How U.S. can help Syria
March 28th, 2014
05:47 PM ET

How U.S. can help Syria

By Faysal Itani, Special to CNN

Editor’s note: Faysal Itani is a resident fellow at the Atlantic Council’s Rafik Hariri Center for the Middle East. The views expressed are the writer’s own.

Three years into Syria’s civil war, the United States has demanded the regime shut down its U.S. embassy. But this month’s long overdue gesture is just the latest low-cost substitute for a meaningful U.S. policy in Syria, and is symptomatic of the U.S. approach to Syria’s tragedy, which prioritizes diplomatic posturing over engaging with realities on the ground. Indeed, as the United States focuses on international summits such as the recent Geneva II conference, it is ignoring the nature of the opposition in Syria itself.

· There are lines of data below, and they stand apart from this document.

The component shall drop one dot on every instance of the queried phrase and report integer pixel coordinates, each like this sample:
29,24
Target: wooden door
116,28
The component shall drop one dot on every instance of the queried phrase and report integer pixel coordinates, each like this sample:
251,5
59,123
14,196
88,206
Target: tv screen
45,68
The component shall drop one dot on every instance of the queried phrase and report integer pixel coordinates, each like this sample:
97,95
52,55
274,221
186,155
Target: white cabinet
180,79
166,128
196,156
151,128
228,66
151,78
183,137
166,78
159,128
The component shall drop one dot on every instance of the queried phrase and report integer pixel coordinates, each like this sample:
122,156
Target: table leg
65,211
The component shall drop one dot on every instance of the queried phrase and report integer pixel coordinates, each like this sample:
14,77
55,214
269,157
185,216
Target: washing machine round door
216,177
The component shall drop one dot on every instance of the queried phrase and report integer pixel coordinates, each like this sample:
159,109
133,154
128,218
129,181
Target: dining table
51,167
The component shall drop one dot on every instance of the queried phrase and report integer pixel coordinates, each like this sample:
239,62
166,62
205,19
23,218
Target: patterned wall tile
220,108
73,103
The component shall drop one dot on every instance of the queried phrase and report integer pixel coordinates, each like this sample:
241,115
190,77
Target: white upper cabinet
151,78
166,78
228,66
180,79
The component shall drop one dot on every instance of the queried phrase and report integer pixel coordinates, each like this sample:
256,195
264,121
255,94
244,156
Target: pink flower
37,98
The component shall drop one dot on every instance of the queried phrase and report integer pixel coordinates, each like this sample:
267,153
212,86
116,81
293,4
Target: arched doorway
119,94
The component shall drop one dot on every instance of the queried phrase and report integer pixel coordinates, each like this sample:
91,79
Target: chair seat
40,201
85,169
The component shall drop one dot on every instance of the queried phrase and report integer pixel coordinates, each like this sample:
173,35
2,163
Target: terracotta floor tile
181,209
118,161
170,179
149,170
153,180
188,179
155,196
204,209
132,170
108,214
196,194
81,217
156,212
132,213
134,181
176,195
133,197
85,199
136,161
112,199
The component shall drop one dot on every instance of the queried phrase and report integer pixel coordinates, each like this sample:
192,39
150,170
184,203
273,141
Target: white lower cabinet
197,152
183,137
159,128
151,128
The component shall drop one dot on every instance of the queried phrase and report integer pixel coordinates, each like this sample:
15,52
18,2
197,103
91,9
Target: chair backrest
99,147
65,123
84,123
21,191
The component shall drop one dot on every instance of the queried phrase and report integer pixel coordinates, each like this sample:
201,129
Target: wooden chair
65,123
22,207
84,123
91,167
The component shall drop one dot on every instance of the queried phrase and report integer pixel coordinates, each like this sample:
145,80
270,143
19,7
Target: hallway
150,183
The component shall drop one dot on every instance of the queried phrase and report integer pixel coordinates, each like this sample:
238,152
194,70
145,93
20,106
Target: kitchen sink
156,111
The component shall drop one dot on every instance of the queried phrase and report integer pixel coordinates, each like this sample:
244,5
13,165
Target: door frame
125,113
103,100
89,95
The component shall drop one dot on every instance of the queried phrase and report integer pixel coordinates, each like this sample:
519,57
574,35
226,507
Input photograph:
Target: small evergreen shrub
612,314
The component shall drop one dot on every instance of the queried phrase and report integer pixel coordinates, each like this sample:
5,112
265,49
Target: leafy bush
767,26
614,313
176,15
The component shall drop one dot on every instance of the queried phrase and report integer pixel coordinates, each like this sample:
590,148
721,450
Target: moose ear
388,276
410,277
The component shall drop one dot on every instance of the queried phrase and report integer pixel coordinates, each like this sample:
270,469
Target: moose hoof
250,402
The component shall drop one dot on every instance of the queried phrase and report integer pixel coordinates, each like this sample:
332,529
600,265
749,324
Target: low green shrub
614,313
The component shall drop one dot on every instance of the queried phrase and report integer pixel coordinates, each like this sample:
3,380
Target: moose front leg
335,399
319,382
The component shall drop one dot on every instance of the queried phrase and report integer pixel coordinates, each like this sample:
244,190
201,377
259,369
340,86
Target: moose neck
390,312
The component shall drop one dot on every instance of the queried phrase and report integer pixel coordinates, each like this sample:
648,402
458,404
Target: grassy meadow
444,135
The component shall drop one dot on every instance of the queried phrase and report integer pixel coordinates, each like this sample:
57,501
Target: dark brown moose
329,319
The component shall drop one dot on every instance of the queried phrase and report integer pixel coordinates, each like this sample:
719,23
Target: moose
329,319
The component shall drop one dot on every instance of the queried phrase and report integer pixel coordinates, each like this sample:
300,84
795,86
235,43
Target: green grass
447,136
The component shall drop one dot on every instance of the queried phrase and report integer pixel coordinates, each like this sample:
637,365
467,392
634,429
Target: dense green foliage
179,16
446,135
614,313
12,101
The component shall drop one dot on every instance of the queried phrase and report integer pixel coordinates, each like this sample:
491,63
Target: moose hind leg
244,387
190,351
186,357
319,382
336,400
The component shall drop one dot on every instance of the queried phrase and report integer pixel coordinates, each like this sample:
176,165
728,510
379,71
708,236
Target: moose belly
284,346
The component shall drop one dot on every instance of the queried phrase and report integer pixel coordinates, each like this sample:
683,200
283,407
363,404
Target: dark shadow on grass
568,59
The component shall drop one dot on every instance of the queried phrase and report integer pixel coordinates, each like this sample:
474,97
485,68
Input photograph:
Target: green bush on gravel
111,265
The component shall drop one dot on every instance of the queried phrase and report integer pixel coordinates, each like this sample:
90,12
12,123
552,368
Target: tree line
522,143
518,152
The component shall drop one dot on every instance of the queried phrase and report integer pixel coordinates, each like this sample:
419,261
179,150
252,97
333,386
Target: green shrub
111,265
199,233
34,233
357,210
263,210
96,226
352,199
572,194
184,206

It isn’t too late to change this approach, and to transform the U.S. goal of political transition in Syria from wishful fantasy to realistic goal. But to do this, American thinking needs to move from Geneva to the villages, towns, and cities of Syria

Early last year, Syrian rebels captured the northern city of Raqqa. After bickering with local councils over how to run the province, the U.S.-backed opposition coalition in exile (the Etilaf) named Abdullah Khalil, a human rights lawyer, to head an interim authority. On May 19, 2013, masked men reportedly kidnapped Khalil, and he has not been heard from since. His disappearance shows how the opposition, backed by the United States and its allies, has failed to build on its early successes in liberated territory, allowing the regime to survive.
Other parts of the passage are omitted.